Nel taoismo, ma anche in Eraclito, era già perfettamente chiara la reciproca trasformazione e complementarietà di tutti gli opposti, compresa la relazione materia-energia e mente-corpo nel divenire del mondo. L’Occidente moderno ci è arrivato dopo 2500 anni con la fisica quantistica. L’energia si trasforma ma non si nullifica e la materia è costituita da energia concentrata e particelle virtuali in sé prive di massa, che emerge dal vuoto quantistico. Dunque tutto si trasforma ma nulla si crea e si distrugge.
La realtà non è costituita di enti separati e indipendenti dotati di esistenza intrinseca autonoma, ma è un sistema complesso inscindibile di eventi intercorrelati in eterna trasformazione, incessante scambio di informazioni e coevoluzione.

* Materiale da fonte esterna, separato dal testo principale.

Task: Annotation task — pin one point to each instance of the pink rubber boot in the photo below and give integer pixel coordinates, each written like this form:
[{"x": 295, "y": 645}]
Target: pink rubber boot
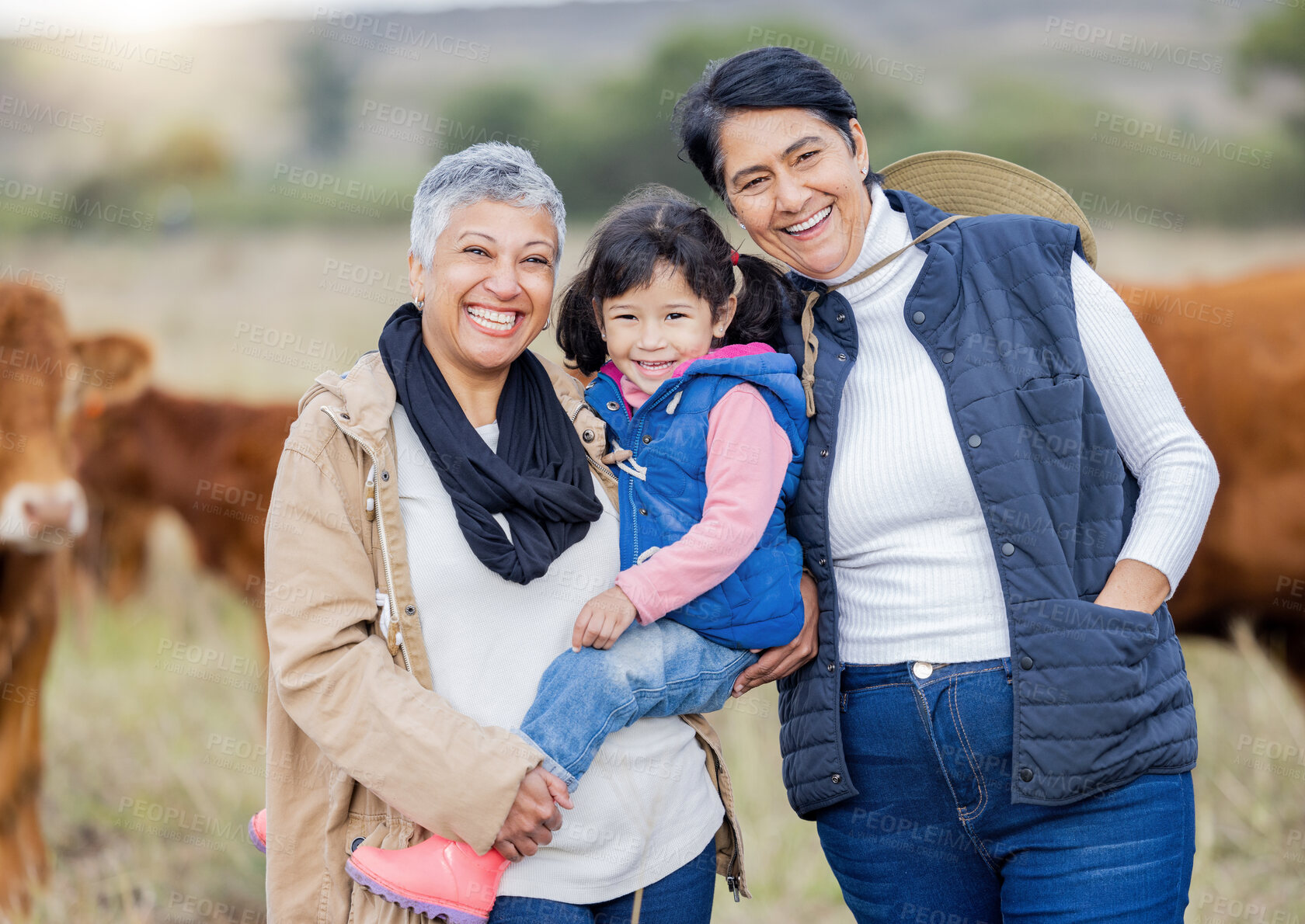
[
  {"x": 435, "y": 877},
  {"x": 259, "y": 830}
]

Condivido in pieno la sua visione. Sembrerebbe un ritorno all’antica saggezza delle religioni ma aggiornata dalla scienza.

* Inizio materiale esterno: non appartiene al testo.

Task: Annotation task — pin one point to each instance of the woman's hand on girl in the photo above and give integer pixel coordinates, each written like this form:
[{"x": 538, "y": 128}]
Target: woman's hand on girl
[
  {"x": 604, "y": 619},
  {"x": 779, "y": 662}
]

Proprio così. È un’idea che ricorda il dio progenitore dei Veda, Prajāpati, che dà origine al mondo per poter essere riconosciuto e poi si ritira dietro le quinte come sfondo dell’apparire, depositario dell’ineffabile ignoto. L’idea del riconoscimento sembra una bella metafora per indicare la coscienza che rappresenta il mondo, senza la quale esso stesso non esisterebbe. Pensiamoci, l’esistenza infatti – dalle singole particelle, alle cellule e poi alle persone – richiede la trasmissione di informazioni che vengono recepite per poter apparire. Senza questo passaggio di informazioni, a qualsiasi livello, non c’è relazione. In conclusione, forse la coscienza, intesa nel suo senso più ampio ed elementare, ossia la capacità di recepire e trasmettere informazioni, potrebbe rivelarsi una dimensione costitutiva dell’universo esistente.